Case Study: Understanding how Canada’s economy might be impacted by climate change.

Basic libraries and R version

version
##                _                           
## platform       x86_64-apple-darwin17.0     
## arch           x86_64                      
## os             darwin17.0                  
## system         x86_64, darwin17.0          
## status                                     
## major          4                           
## minor          2.2                         
## year           2022                        
## month          10                          
## day            31                          
## svn rev        83211                       
## language       R                           
## version.string R version 4.2.2 (2022-10-31)
## nickname       Innocent and Trusting
library(tidyverse)   # for its nice flow.
library(lubridate)   # for handling dates
library(sf)          # for geo manipulations
library(geojsonsf)   # for loading geojson files
library(htmltools)   # for leaflet support
library(leaflet)     # for fancy plots

There are 3 datafiles.

Once unzipped the following code will load the datasets.

Set up locations

# set up data locations:
location = paste0(getwd(),"/")

locationprod = paste0(location,"Productivity per NAICS within region/")
locationgeog = paste0(location,"geojson_files/")
locationclim = paste0(location,"climate_data/")

Define the provinces

Set up Canadian province names and 2 letter abbreviations

province_codings = matrix(c("Newfoundland and Labrador",    "NL",   
                            "Prince Edward Island", "PE",   
                            "Nova Scotia",  "NS",   
                            "New Brunswick",    "NB",   
                            "Quebec",   "QC",   
                            "Ontario",  "ON",   
                            "Manitoba", "MB",   
                            "Saskatchewan", "SK",   
                            "British Columbia", "BC",   
                            "Alberta",  "AB",   
                            "Yukon",        "YT",   
                            "Northwest Territories",    "NT",   
                            "Nunavut",  "NU"),
                          ncol=2,byrow=TRUE, 
                          dimnames = list(NULL, c("province", "abv"))) %>%
  as_tibble(province_codings)

Productivity data: {by industry, month, geography}

This comes from combining National Monthly GDP data with Provincial Annual GDP, measures of effort (provincial monthly total hours worked), and the census counts of people working in different industries in different geographic locations.

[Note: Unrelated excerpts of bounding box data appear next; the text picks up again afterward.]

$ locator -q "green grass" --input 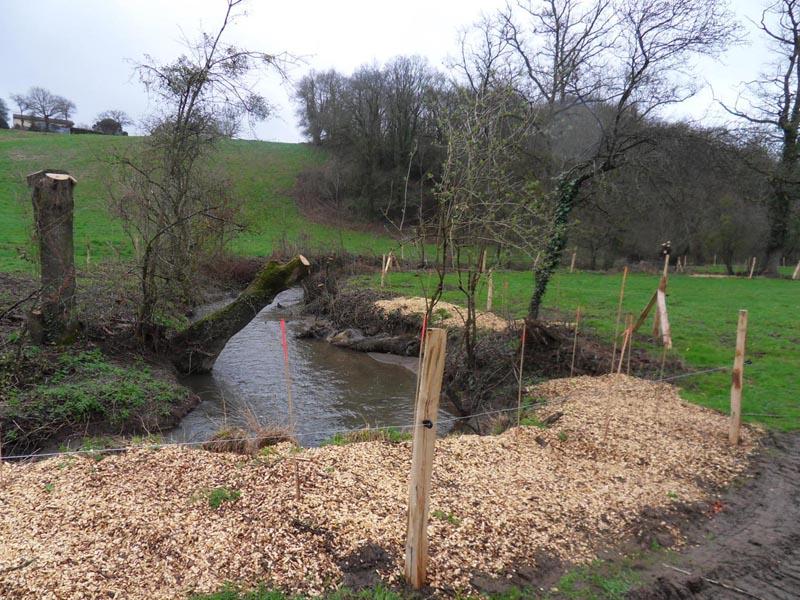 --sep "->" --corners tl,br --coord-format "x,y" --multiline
364,272 -> 800,430
0,130 -> 395,272
203,487 -> 242,510
320,427 -> 412,446
0,347 -> 187,450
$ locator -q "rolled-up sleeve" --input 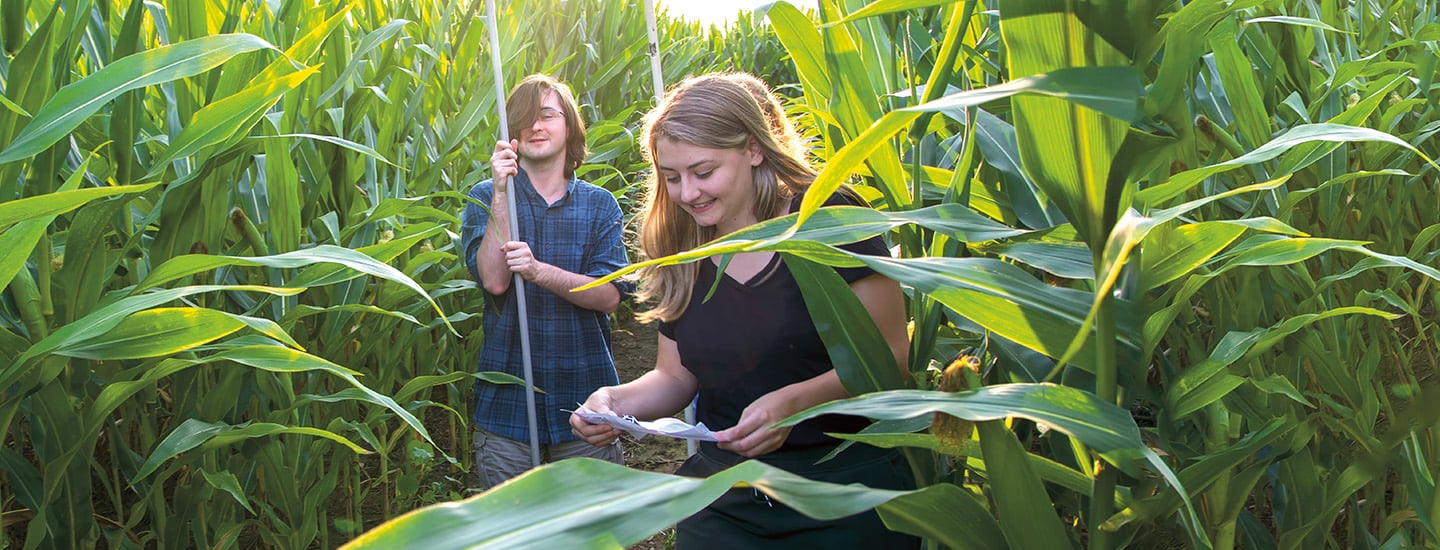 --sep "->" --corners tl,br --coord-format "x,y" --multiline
582,193 -> 635,298
459,180 -> 494,282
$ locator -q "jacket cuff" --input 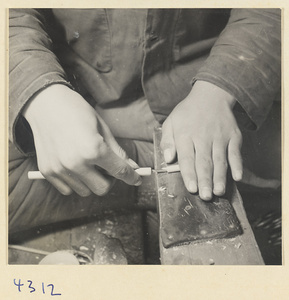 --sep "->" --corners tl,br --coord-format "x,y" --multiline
9,78 -> 73,156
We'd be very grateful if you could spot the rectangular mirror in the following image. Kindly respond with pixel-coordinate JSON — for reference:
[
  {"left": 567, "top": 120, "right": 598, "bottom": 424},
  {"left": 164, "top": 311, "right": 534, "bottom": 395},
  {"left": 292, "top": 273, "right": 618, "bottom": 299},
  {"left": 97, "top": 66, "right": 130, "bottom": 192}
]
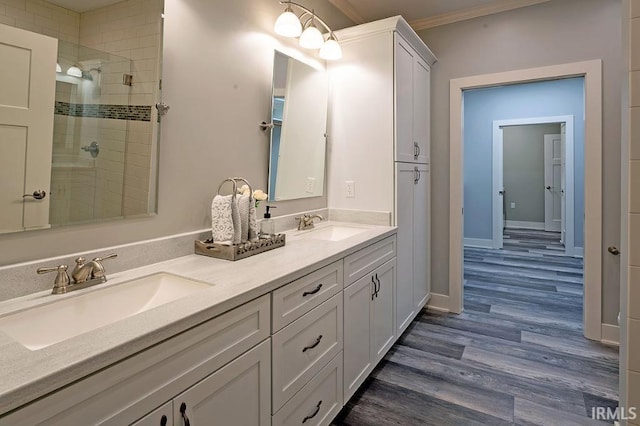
[
  {"left": 268, "top": 51, "right": 329, "bottom": 201},
  {"left": 0, "top": 0, "right": 164, "bottom": 233}
]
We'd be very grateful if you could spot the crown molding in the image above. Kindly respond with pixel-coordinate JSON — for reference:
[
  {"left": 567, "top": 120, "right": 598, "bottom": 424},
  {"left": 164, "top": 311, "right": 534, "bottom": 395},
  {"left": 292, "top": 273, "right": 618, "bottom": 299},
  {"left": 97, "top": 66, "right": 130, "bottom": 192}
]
[
  {"left": 329, "top": 0, "right": 367, "bottom": 24},
  {"left": 412, "top": 0, "right": 550, "bottom": 31}
]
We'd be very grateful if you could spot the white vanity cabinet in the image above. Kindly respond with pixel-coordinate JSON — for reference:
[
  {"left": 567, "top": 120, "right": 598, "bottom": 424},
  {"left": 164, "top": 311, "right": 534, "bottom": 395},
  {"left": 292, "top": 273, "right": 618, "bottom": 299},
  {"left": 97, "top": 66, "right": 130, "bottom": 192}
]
[
  {"left": 394, "top": 32, "right": 431, "bottom": 163},
  {"left": 396, "top": 163, "right": 431, "bottom": 335},
  {"left": 328, "top": 16, "right": 436, "bottom": 342},
  {"left": 343, "top": 238, "right": 396, "bottom": 404}
]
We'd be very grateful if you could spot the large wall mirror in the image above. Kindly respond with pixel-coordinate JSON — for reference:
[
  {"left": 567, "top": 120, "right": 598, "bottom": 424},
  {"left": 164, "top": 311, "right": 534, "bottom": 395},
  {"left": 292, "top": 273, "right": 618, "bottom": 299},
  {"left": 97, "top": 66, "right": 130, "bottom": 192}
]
[
  {"left": 269, "top": 51, "right": 329, "bottom": 201},
  {"left": 0, "top": 0, "right": 164, "bottom": 233}
]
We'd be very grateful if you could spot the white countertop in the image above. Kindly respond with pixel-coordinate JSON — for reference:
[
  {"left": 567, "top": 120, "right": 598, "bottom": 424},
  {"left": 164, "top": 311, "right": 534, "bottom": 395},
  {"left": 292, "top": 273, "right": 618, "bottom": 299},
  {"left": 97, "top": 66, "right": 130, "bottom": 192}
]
[{"left": 0, "top": 222, "right": 396, "bottom": 415}]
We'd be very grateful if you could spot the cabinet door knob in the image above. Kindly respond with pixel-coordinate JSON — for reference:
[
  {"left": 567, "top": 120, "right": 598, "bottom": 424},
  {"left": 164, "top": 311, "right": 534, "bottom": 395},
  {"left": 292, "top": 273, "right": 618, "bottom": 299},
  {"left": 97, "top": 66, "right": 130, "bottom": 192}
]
[
  {"left": 180, "top": 402, "right": 191, "bottom": 426},
  {"left": 22, "top": 189, "right": 47, "bottom": 200},
  {"left": 302, "top": 284, "right": 322, "bottom": 297},
  {"left": 302, "top": 400, "right": 322, "bottom": 423},
  {"left": 302, "top": 334, "right": 322, "bottom": 353}
]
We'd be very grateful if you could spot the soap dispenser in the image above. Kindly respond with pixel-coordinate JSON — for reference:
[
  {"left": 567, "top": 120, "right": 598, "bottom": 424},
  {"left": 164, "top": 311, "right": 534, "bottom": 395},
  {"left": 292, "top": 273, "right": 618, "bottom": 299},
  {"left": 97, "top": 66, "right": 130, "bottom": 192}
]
[{"left": 260, "top": 206, "right": 276, "bottom": 235}]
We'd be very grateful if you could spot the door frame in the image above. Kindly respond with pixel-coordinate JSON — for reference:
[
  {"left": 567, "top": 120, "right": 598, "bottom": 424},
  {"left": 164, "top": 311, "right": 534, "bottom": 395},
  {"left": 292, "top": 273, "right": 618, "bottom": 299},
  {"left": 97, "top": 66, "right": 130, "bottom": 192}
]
[
  {"left": 492, "top": 115, "right": 575, "bottom": 256},
  {"left": 449, "top": 59, "right": 602, "bottom": 340}
]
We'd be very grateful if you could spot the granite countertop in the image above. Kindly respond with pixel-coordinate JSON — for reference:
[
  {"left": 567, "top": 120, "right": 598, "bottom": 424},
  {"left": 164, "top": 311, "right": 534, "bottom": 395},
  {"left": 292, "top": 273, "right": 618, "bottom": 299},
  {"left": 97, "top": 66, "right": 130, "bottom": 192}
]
[{"left": 0, "top": 222, "right": 396, "bottom": 416}]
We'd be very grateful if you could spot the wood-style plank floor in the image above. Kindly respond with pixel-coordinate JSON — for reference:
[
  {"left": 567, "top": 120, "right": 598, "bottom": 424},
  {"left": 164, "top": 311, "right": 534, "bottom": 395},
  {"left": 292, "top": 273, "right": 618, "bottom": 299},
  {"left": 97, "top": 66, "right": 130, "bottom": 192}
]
[{"left": 334, "top": 230, "right": 618, "bottom": 426}]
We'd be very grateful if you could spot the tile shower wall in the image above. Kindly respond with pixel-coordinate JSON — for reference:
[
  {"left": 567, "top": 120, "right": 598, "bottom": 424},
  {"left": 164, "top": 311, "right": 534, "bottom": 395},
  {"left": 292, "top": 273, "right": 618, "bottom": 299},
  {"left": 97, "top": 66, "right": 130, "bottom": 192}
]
[{"left": 80, "top": 0, "right": 163, "bottom": 216}]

All geographies are defined as Census Subdivisions with respect to the 2016 census GeoUIDs.

Load the data

Province = "Nova Scotia"
## or get the right spelling from the 2 digit abbreviation code:
# Province = province_codings %>% filter(abv == "NS") %>% pull(province)
## note that there is a national file, but it's bigger and slower to play with
prod_data = read_csv(paste0(locationprod,"4.c_production_in_CSD_in",Province,".csv"), show_col_types = FALSE)

prod_data %>% glimpse
## Rows: 28,800
## Columns: 21
## $ Date                                                                                                           <date> …
## $ provincename                                                                                                   <chr> …
## $ production_in_division_X22.Utilities                                                                           <dbl> …
## $ production_in_division_X23.Construction                                                                        <dbl> …
## $ production_in_division_X31.33.Manufacturing                                                                    <dbl> …
## $ production_in_division_X48.49.Transportation.and.warehousing                                                   <dbl> …
## $ production_in_division_X61.Educational.services                                                                <dbl> …
## $ production_in_division_X62.Health.care.and.social.assistance                                                   <dbl> …
## $ production_in_division_X72.Accommodation.and.food.services                                                     <dbl> …
## $ production_in_division_X81.Other.services..except.public.administration.                                       <dbl> …
## $ production_in_division_X91.Public.administration                                                               <dbl> …
## $ production_in_division_X11.Agriculture.forestry.fishing.hunting.21.Mining.quarrying.and.oil.and.gas.extraction <dbl> …
## $ production_in_division_X41.Wholesale.trade.44.45.Retail.trade                                                  <dbl> …
## $ production_in_division_X52.Finance.and.insurance.53.Real.estate.and.rental.and.leasing                         <dbl> …
## $ production_in_division_X54.Professional..scientific.and.technical.services.55.56                               <dbl> …
## $ production_in_division_X51.Information.culture.and.recreation.71                                               <dbl> …
## $ Population                                                                                                     <dbl> …
## $ GeoUID                                                                                                         <dbl> …
## $ census_year_ref                                                                                                <chr> …
## $ Dominant_NAICS                                                                                                 <chr> …
## $ colourval                                                                                                      <chr> …

Some info about variables

Dates are monthly for the duration. There is one file per province, though these are also compiled into a single national file as well. The territories are missing because of data limitations.

#date range
prod_data %>% pull(Date)%>% range
## [1] "1997-01-01" "2021-12-01"
# provinces
prod_data %>% pull(provincename)%>% unique
## [1] "Nova Scotia"

The StatCan Geography is contained in GeoUID. This is how many there are in this particular province.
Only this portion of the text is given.